The timetable of the Roman takeover tells its tale of ruthlessness. In 167, after long hostility, the kingdom of Macedon was replaced by four republics subject to Rome; twenty-one years later, the southern Greeks were finally quelled and the city of Corinth destroyed. In 133 Attalus III of Pergamum, fearing the consequences of Roman interest in Asia Minor, bequeathed his kingdom to the Roman people as a way of avoiding massive bloodshed. In 74 Nicomedes III of Bithynia followed suit. By 62 the last champion of Greek freedom, Mithradates VI of Pontus, had been forced to commit suicide, and the former Seleucid kingdom was split up into provinces of the burgeoning empire. In 58 the Romans annexed Cyprus, having already taken Cyrenaica from the Ptolemies about forty years earlier. In 30 the love affair of Cleopatra VII and Mark Antony doomed Egypt to following the other Successor kingdoms into extinction as a Roman province.

But even after the Roman conquest, there was still something essentially Greek about these eastern Roman provinces, and in due course of time (in 285 ce, and then more formally in 364) the Roman administration recognized this by dividing the empire into a western and an eastern half. The east, governed from Byzantium (now renamed Constantinopolis), outlasted the west by a thousand years, and came into conflict with successive powers from farther east: the Sasanians, the Arabs, and finally the Ottoman Turks. All these world-changing events were the legacy of Alexander and the Successors, since it was their energy and ambition that had created the Greek East.

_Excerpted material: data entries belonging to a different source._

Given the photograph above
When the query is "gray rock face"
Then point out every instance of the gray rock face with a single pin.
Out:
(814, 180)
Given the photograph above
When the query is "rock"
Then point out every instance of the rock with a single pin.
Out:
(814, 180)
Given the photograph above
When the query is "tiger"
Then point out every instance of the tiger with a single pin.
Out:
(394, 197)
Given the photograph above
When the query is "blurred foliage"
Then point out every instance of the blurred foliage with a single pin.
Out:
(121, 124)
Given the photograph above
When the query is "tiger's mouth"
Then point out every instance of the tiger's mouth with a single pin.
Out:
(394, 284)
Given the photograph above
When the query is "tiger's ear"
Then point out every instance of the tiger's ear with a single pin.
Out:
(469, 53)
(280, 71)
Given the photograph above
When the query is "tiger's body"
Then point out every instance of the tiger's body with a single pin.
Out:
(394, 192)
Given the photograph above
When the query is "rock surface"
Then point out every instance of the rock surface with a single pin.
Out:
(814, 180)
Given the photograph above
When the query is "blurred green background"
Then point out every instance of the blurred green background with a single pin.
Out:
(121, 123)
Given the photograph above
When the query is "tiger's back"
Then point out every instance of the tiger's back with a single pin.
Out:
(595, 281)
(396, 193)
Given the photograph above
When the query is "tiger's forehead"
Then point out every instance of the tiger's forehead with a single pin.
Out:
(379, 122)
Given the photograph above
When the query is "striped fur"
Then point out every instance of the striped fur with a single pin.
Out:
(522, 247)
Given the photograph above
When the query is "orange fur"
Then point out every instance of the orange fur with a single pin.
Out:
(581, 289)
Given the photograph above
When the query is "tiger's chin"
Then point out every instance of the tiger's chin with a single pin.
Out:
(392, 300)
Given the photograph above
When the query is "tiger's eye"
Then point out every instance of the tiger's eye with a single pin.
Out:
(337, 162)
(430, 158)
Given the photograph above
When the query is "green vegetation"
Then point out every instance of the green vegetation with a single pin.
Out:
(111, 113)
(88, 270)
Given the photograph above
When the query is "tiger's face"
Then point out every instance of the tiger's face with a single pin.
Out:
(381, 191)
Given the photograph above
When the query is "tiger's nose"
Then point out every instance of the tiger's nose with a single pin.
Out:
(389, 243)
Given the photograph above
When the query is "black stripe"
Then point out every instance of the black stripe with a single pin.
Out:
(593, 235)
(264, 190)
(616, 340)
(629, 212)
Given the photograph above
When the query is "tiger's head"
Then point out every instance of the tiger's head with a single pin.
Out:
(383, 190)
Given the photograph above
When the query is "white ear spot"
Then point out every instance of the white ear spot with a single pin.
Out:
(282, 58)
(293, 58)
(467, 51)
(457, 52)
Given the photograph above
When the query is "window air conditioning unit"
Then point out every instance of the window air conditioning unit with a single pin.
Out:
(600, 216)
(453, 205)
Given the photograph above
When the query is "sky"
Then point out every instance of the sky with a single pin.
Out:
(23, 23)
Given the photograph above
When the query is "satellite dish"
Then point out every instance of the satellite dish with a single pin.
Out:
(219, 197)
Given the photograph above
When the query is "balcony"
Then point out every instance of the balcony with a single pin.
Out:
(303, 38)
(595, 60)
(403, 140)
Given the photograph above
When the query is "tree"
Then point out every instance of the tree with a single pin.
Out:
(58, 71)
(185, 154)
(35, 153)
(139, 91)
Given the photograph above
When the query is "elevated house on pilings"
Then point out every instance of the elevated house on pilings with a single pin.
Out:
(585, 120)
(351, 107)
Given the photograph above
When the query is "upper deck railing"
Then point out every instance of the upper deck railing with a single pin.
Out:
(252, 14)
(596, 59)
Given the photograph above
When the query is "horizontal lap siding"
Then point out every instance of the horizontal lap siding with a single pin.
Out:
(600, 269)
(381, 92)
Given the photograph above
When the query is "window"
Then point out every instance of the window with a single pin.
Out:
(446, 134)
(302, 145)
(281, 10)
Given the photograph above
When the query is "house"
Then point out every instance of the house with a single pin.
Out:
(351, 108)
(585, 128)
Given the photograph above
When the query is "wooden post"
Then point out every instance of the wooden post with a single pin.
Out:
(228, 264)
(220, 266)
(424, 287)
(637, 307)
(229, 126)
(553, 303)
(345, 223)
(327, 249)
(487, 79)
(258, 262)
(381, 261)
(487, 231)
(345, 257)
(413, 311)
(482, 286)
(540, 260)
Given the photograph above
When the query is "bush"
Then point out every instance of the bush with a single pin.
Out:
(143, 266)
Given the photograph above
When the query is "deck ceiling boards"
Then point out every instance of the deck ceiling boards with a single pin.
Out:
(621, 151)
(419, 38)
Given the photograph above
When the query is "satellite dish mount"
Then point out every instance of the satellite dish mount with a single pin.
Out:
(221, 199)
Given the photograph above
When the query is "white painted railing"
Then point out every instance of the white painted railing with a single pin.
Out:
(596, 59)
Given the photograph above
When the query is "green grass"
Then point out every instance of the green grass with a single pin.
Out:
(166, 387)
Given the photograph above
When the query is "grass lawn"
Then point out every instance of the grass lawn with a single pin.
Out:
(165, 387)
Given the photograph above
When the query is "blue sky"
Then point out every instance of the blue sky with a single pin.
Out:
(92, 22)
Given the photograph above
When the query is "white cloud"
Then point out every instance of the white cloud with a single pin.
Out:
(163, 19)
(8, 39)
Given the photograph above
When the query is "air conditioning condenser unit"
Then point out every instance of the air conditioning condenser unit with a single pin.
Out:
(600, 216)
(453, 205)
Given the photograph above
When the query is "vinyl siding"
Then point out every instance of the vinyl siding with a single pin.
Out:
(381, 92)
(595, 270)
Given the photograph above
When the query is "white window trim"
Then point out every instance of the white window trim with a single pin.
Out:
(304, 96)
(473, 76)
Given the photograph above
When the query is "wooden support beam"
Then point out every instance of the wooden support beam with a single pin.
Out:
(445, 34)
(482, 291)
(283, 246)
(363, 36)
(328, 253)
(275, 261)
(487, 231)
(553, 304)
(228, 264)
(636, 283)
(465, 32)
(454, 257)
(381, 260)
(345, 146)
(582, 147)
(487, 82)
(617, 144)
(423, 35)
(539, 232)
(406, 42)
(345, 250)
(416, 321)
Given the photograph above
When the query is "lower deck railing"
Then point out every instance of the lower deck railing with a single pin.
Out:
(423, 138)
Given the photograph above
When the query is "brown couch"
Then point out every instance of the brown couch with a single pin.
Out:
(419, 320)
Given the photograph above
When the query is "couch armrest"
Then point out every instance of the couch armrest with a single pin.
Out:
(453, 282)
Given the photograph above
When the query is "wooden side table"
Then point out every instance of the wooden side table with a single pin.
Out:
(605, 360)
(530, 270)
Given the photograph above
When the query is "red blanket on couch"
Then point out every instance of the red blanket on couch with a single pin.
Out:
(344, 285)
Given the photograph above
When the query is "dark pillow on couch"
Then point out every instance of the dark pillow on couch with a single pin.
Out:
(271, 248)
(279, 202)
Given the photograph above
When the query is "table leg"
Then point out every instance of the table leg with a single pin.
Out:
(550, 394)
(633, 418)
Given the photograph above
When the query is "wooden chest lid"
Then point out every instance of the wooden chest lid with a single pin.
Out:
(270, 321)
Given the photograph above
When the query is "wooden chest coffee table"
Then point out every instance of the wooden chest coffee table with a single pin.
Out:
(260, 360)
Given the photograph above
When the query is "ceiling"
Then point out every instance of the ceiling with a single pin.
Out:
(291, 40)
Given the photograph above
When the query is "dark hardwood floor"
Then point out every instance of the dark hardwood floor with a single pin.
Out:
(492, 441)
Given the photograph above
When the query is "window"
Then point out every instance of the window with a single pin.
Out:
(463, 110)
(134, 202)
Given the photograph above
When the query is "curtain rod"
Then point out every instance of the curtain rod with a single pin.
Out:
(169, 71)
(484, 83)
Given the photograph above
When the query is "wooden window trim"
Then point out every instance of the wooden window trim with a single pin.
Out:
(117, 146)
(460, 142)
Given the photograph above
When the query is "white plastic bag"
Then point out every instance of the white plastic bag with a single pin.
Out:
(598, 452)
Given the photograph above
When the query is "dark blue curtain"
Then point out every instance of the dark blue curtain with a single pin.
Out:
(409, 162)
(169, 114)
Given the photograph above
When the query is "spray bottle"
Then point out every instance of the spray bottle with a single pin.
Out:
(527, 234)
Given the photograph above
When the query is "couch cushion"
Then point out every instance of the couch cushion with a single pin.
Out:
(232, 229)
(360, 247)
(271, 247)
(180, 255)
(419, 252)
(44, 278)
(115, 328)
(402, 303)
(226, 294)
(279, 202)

But their legacy did not always involve conflict and loss of life. Much of the youthful energy of the new world they created was, it is true, absorbed by warfare, but there was still enough left to build on the past and create new ways of thinking about humankind and its role in the world, about how individuals might perfect themselves, about what counted as art and literature. Philosophy reached new heights of sophistication, while at the same time reaching out to ordinary people; artists worked with new canons of realism; science and technology progressed at a furious rate, often driven by the interminable wars. The irony is that the Hellenistic age, which saw all this brilliance and high culture, was ushered in by the cynical brutality of Alexander and his Successors. But perhaps, for that very reason, this period of history can teach us to hope that even when things seem at their darkest, the forces of greed and destruction will not entirely win.